Alliance responds to IFS annual education spending report

Please find a comment below from the Early Years Alliance following the publication of the Institute for Fiscal Studies' which has highlighted that despite early years funding increases in recent years, providers continue to be impacted by significant cost pressures, including the upcoming changes to employer National Insurance contributions. 

“The IFS is absolutely right to highlight that, despite increases in early years funding in recent years, ongoing and upcoming cost pressures – including changes to employer National Insurance contributions – are likely to increase the financial strain on early years providers. We’re clear that this, alongside the continued underfunding of three- and four-year-old places, will result in countless settings across the country struggling to meet demand this year and beyond.  

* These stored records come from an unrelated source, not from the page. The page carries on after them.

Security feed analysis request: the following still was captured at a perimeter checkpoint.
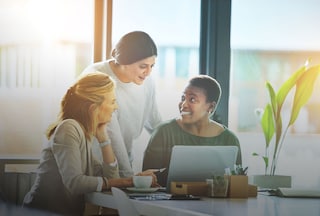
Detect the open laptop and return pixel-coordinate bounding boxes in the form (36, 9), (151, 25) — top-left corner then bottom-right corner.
(166, 145), (238, 192)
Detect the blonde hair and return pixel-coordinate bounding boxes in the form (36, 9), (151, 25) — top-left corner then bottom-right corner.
(46, 72), (115, 140)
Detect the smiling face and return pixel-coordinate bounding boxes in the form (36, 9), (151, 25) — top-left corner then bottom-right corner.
(116, 56), (156, 85)
(179, 85), (213, 124)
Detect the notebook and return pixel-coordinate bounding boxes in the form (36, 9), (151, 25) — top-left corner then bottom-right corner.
(166, 145), (238, 192)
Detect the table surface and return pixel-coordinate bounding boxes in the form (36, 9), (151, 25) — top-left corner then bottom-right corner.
(86, 192), (320, 216)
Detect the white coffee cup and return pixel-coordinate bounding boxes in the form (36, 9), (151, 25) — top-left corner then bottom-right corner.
(133, 176), (152, 188)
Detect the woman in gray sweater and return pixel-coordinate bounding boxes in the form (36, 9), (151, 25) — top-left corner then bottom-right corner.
(24, 72), (156, 215)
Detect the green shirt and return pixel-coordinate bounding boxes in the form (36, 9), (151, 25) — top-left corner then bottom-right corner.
(142, 119), (242, 186)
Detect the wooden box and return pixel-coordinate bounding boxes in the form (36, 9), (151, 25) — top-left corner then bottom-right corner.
(170, 182), (208, 196)
(229, 175), (249, 198)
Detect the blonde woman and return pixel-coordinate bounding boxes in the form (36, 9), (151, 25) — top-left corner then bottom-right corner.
(24, 72), (156, 215)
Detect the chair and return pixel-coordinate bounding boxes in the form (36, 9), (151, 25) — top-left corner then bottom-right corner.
(111, 187), (140, 216)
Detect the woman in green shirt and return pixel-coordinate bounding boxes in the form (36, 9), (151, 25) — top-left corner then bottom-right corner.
(143, 75), (242, 186)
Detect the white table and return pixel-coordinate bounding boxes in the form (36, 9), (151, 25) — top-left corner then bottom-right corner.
(86, 192), (320, 216)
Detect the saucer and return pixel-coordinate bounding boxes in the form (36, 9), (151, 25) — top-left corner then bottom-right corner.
(127, 187), (159, 193)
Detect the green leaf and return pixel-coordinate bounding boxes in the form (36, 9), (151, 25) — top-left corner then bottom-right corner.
(276, 66), (306, 111)
(261, 104), (274, 148)
(289, 66), (320, 125)
(266, 82), (277, 116)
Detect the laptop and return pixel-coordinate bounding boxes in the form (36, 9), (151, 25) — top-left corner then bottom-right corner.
(166, 145), (238, 192)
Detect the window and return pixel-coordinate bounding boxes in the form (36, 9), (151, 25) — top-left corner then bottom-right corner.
(229, 0), (320, 186)
(0, 0), (93, 159)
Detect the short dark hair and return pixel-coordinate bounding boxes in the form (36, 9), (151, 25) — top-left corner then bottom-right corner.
(189, 75), (221, 104)
(111, 31), (158, 65)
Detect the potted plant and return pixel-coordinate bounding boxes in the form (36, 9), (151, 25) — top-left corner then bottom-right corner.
(253, 62), (320, 187)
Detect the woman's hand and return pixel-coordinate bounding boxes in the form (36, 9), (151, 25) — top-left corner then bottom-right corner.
(137, 169), (160, 187)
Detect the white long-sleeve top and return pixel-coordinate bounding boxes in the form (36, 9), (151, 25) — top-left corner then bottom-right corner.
(83, 59), (161, 177)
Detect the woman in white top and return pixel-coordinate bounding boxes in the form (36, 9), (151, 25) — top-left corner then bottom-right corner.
(83, 31), (161, 177)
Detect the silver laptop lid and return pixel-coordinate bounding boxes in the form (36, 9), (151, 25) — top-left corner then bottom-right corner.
(167, 145), (238, 192)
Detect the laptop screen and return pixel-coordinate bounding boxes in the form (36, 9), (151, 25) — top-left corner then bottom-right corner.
(167, 145), (238, 192)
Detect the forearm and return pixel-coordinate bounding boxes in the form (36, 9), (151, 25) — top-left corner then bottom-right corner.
(102, 178), (133, 190)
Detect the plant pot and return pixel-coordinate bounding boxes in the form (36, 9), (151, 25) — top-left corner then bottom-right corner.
(249, 175), (291, 189)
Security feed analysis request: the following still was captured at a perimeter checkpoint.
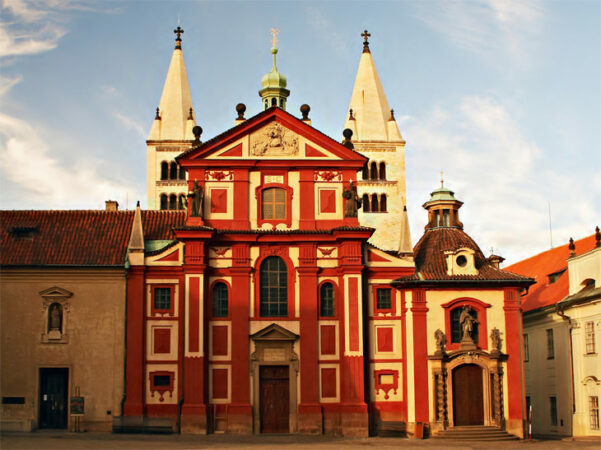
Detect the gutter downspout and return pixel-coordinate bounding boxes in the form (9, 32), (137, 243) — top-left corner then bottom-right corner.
(555, 305), (576, 436)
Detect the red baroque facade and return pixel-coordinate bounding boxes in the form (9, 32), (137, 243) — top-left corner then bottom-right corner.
(122, 107), (527, 436)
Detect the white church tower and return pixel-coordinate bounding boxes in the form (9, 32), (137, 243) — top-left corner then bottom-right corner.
(344, 30), (413, 254)
(146, 26), (196, 209)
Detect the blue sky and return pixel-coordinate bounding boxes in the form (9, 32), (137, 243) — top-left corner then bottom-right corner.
(0, 0), (601, 262)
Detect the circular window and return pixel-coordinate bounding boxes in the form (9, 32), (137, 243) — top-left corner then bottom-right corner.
(455, 255), (467, 267)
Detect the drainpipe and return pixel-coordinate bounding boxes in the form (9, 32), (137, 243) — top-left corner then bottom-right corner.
(555, 305), (576, 436)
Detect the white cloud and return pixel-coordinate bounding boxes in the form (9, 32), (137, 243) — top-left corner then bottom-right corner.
(0, 113), (141, 209)
(0, 75), (23, 96)
(113, 113), (146, 140)
(403, 96), (601, 261)
(411, 0), (544, 65)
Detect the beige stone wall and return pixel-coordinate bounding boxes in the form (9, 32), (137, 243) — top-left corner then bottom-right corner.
(524, 309), (572, 436)
(0, 269), (125, 431)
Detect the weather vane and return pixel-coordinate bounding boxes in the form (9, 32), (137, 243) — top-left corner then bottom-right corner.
(269, 28), (280, 48)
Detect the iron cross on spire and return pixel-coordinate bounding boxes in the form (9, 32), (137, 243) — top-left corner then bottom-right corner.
(269, 28), (280, 48)
(361, 30), (371, 53)
(173, 24), (184, 48)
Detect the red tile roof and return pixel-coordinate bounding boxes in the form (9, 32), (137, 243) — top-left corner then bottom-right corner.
(0, 210), (185, 266)
(397, 227), (529, 284)
(505, 234), (595, 312)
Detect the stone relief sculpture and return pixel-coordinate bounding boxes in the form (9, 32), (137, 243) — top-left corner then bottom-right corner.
(434, 329), (446, 353)
(342, 180), (361, 217)
(459, 306), (478, 343)
(250, 122), (298, 156)
(188, 180), (204, 219)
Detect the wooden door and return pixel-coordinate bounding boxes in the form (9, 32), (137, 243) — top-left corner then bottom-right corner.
(260, 366), (290, 433)
(38, 369), (69, 428)
(453, 364), (484, 426)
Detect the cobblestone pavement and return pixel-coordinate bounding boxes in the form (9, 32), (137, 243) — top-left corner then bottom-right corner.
(0, 432), (601, 450)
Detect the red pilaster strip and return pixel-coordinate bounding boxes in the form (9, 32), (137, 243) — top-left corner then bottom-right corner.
(411, 289), (430, 423)
(123, 266), (144, 416)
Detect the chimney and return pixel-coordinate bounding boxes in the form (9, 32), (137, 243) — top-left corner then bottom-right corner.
(104, 200), (119, 211)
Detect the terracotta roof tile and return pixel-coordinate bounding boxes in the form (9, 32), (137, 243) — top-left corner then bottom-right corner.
(506, 234), (595, 311)
(397, 227), (528, 283)
(0, 210), (185, 266)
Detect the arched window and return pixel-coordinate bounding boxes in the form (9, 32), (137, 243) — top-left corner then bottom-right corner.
(361, 194), (371, 212)
(371, 194), (380, 212)
(380, 194), (386, 212)
(177, 195), (188, 209)
(319, 283), (335, 317)
(451, 306), (478, 344)
(369, 162), (378, 180)
(380, 162), (386, 180)
(213, 282), (228, 317)
(259, 256), (288, 317)
(48, 303), (63, 333)
(261, 188), (286, 219)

“What’s more, while national figures may suggest that there are enough places to meet parental demand under the entitlement expansion, as the report makes clear, the local picture is very different, with many regions reporting a mismatch between supply and demand and warning that the upcoming expansion of school-based provision is unlikely to go far enough to meet the local need for places.  

“Let’s be clear: while there’s no doubt that that recent increases in early years funding are a positive step, they are far from enough to offset years of underfunding and continued significant cost pressures. 

“Ultimately, if 2025 is truly going to be a year in which the early years is prioritised, government must put in place meaningful action to address the continued financial pressures on providers as soon as possible. Without this, it simply won’t be possible for settings to keep the promise government has made to families.”